I know that I could edit the text file directly. But I was wondering if some software let me edit the rendered HTML and text file could get updated?

3 Answers 3


It sounds like what you really want is a "WYSAWYG" (What You See Approximates What You Get) editor for MarkDown. If that's actually the case, I can point you to Typora; I use the Windows version, and it works nicely.

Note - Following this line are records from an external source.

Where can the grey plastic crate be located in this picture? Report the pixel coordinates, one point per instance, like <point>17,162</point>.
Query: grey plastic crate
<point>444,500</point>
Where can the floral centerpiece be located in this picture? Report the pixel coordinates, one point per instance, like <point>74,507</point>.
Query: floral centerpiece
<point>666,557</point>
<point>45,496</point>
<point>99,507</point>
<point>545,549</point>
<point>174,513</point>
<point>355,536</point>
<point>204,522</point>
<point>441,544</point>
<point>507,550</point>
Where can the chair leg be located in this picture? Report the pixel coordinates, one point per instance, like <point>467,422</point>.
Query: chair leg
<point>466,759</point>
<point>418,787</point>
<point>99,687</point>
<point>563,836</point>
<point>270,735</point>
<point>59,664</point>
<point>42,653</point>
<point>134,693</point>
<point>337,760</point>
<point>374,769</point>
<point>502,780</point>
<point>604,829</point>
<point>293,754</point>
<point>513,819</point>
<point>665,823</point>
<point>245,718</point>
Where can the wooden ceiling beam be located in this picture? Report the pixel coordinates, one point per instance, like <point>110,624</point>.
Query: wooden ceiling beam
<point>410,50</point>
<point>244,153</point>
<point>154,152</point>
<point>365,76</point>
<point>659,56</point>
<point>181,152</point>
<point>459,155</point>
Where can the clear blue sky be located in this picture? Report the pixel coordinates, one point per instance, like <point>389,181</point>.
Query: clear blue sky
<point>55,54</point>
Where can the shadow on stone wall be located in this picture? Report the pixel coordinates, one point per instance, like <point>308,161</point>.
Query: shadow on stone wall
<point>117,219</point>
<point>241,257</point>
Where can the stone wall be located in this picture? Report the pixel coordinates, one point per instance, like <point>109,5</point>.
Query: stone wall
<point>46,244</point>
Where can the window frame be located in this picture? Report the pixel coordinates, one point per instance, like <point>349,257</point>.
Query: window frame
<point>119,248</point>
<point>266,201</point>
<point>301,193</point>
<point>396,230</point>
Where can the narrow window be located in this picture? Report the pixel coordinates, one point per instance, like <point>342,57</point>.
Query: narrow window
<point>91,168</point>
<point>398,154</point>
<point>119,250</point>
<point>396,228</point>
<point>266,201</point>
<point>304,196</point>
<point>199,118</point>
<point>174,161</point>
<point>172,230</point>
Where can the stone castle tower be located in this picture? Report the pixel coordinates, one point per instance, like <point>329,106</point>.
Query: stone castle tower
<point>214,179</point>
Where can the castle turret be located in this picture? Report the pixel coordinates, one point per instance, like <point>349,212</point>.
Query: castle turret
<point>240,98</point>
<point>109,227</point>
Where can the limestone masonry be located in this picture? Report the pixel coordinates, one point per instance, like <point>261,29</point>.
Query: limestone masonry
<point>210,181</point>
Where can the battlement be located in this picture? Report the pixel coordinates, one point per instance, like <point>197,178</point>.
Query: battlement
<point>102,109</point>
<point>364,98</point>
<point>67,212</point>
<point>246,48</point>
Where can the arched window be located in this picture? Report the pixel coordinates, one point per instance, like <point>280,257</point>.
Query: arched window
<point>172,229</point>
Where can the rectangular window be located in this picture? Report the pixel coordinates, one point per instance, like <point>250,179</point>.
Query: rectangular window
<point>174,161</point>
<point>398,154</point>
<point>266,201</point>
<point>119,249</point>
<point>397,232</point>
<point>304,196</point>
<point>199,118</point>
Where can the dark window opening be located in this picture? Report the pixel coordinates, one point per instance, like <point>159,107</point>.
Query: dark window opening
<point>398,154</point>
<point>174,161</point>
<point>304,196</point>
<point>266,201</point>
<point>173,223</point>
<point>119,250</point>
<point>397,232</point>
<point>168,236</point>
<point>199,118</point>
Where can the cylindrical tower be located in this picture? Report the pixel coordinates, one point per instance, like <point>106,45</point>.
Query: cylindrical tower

  • Yes, it's closed-source, but you didn't specify that you wanted FOSS. Dec 19, 2018 at 15:59
  • Yes, I missed that. I always prefer open source. I found these only after I search for Typora as recommended by you.
    – Porcupine
    Dec 19, 2018 at 16:18

I don't recommend Typora, as it is closed source. I found:

  1. nhnent/tui.editor: 🍞📝 Markdown WYSIWYG Editor. GFM Standard + Chart & UML Extensible. and
  2. marktext/marktext: 📝Next generation markdown editor, running on platforms of MacOS Windows and Linux.
  • There are things not to like about MarkText on Windows (mostly that it doesn't conform to UI standards, even less so than Typora), but thank you for this recommendation. Dec 19, 2018 at 16:11

Somewhat along the lines of Typora is Abricotine, which also has just the one pane which serves as both the live previewer and the editor. You do not "switch modes" or have side-by-side panes. It does visually expose more raw Markdown than Typora. Most notably, the basic formatting characters (* for italics and bold, ~ for strike-through, and # for headings) remain visible at all times, even though the text is rendered in the desired style.

I guess this behavior could be considered a positive or a negative. I personally find that Abricotine's rendering looks a bit chaotic and incohesive, since most of the basic formatting has exposed Markdown but the more complex formatting (like to-do lists) is displayed in a much more sophisticated-looking, graphical, and immersive way (kind of like how Typora handles everything).

So, it doesn't seem as polished as Typora, but it is open source. The download page has prebuilt versions for Linux, Mac, and Windows, as well as source-only.

For those looking for multiplatform options, it may be worth checking out this related question which asks for the same essential feature except running on Windows instead of Linux. (That is actually where I first learned of Abricotine.)